Obrigado por compartilhar. Lembre-se de citar a fonte: http://www.ensinarhistoriajoelza.com.br/natal-o-que-diz-a-biblia/ - Blog: Ensinar História - Joelza Ester Domingues

Higiene feminina na Inglaterra Tudor

Uma pergunta frequentemente feita é como que as mulheres lidavam com a menstruação no século XVI? Assim como hoje, era uma parte da vida que tinha de ser tratada. Não há duvidas de que o início da menstruação marcava uma importante etapa na transição da infância para a idade adulta no quesito de casamento. A idade de consentimento, definido normalmente entre 12 e 14 em toda a Europa, parece compatível com a chegada da menarca. Era também uma questão que mudava de classe para classe, uma vez que é necessário um certo percentual de peso e gordura corporal para acontecer o primeiro período. As mulheres das classe mais alta, levando vidas menos ativas e comendo proporções maiores de carne começavam seus ciclos mais cedo e sangravam mais. Margaret Beaufort claramente menstruou antes de sua adolescência, já que ela deu à luz ao futuro Henrique VII com 13 anos em 1457.
As mulheres de classe mais baixa, que tinham uma vida mais ativa fisicamente e sua dieta era composta por mais legumes, começavam seus ciclos mais tarde, um fato que é confirmado nas estatísticas relacionadas com a idade da mulher no casamento, embora estes também sejam determinados por muitos outros fatores econômicos e sociais. As mulheres de todas as classes teriam de recorrer a remédios de ervas. Um texto de 1476 incluía receitas para induzir a menstruação como uma mistura de soda, figos, sementes de alho, mirra, unguentos de lírio e polpa de pepino misturado no leite. Estes poderiam ser bebidos ou inseridos na vagina em pessários de lã macia.
De acordo com Ninya Mikhaila e Jane Malcolm-Davies há um silêncio quase completo de registro sobre as práticas de como lidar com a menstruação. Sabe-se que a palavra que denominava menstruação na Era Tudor era ‘flor’, e que mulheres menstruadas usavam noz-moscada e ramalhetes para esconder os odores decorrentes, já que o poder corrosivo dos fluídos reprodutivos femininos, transmissíveis através do cheio, constituíam um medo real na época. Para conter um fluxo intenso, as mulheres eram aconselhadas a tirar um pouco do pelo de um animal e prendê-la em uma árvore ‘verde’, ou seja, nova.

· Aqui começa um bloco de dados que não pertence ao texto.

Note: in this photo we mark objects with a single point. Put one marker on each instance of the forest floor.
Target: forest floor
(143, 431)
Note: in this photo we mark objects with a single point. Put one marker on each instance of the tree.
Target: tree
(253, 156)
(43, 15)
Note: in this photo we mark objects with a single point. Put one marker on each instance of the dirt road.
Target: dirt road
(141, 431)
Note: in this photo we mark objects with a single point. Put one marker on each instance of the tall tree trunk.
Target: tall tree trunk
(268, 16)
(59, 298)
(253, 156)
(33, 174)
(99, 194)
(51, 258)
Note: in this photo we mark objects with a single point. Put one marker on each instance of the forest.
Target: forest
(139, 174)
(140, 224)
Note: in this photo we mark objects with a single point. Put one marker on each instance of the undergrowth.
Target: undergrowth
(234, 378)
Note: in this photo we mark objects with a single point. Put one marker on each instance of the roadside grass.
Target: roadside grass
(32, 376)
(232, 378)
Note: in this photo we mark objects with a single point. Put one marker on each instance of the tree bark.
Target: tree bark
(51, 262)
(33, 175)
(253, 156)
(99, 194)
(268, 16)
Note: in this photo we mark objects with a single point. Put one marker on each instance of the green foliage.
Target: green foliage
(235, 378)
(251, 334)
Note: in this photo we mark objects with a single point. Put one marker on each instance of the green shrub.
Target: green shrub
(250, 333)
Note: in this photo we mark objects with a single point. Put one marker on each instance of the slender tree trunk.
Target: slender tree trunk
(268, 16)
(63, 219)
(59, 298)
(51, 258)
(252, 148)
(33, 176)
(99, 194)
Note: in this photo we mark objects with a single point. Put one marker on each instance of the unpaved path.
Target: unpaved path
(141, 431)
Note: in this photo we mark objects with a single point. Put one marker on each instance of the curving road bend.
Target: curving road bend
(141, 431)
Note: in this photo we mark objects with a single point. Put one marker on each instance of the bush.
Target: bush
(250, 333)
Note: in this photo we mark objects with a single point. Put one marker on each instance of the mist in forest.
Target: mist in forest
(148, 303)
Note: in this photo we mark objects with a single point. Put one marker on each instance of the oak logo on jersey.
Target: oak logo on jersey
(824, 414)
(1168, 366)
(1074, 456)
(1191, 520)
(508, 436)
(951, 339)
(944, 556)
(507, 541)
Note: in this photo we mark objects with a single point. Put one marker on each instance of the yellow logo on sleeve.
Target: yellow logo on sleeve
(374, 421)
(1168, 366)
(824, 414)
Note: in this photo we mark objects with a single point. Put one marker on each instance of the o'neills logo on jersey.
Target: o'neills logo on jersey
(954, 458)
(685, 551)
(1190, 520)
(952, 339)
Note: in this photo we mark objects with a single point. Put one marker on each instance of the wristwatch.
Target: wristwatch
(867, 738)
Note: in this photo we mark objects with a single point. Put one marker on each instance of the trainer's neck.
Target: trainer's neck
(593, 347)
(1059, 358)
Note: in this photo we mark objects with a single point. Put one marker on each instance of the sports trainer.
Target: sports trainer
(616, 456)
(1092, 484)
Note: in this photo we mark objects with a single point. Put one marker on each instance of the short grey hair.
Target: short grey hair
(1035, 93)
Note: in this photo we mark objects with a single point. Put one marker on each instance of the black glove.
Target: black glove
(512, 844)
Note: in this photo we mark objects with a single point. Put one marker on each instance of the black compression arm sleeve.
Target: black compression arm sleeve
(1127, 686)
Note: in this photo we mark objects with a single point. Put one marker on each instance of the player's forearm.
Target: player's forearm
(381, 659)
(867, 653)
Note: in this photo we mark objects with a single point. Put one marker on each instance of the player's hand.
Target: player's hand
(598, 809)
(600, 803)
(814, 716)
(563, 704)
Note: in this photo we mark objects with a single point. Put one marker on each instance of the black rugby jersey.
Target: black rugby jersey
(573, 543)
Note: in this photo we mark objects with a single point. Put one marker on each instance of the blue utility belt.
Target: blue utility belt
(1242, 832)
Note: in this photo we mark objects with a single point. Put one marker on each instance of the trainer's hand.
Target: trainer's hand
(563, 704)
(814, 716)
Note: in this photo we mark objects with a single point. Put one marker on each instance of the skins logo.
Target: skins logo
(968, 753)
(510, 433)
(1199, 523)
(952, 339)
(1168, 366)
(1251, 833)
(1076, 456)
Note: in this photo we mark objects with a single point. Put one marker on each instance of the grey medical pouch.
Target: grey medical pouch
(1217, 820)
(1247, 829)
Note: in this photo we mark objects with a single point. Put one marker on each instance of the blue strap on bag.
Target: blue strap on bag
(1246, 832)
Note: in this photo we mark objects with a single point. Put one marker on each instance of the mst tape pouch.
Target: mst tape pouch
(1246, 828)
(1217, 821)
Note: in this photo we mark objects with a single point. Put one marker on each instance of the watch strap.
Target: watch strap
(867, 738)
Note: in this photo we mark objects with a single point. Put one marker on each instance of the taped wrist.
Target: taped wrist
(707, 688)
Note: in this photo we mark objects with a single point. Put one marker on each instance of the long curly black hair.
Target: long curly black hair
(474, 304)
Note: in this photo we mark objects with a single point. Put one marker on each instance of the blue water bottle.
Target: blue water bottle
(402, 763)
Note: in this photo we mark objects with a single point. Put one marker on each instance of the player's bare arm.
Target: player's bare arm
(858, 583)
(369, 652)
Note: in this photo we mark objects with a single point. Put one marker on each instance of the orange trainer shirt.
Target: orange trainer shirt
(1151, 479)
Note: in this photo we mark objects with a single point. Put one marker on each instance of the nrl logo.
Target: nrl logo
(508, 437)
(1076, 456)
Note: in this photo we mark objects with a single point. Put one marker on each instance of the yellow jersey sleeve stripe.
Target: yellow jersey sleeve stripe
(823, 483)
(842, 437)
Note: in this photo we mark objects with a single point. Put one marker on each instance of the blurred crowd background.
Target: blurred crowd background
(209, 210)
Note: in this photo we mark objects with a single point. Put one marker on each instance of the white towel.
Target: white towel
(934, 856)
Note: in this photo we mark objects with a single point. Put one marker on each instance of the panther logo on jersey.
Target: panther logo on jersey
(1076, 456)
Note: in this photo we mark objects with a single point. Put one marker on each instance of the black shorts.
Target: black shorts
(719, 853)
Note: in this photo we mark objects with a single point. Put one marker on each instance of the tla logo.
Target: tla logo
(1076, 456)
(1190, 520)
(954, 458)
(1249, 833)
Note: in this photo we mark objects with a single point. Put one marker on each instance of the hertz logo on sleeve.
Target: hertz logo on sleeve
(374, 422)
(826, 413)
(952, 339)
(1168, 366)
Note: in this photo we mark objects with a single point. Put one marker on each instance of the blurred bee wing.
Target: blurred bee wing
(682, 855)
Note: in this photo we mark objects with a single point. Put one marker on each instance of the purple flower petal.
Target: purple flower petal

Outro remédio que tinha sua eficácia ‘comprovada’ era ferver um sapo em uma panela e usá-lo em uma bolsa em torno da cintura. Certos tipos de musgos também eram usados para absorver o fluxo de sangue decorrentes de feridas, e podem ter sido usados por mulheres para também estancar o fluxo. Chumaços de algodão eram usados para limpar os órgãos femininos, por dentro e por fora.
Os ensinamentos da Igreja englobavam uma variedade de crenças na natureza desagradável e potencialmente prejudicial do sangue menstrual. Era um castigo de Deus que todas as mulheres tinham de suportar, como resultado da tentação de Eva, portanto não era permitido aliviar as dores da cólica e do sofrimento, pois eram parte do plano divino. Mulheres santas normalmente jejuavam e constatando que seus períodos pararam, interpretavam isso como um sinal divido ao invés de uma resposta de seu corpo à sua dieta restrita. Em alguns locais, os casais deveriam se abster das relações sexuais durante o período, e qualquer criança concebida nesse período nasceria ruiva e frágil.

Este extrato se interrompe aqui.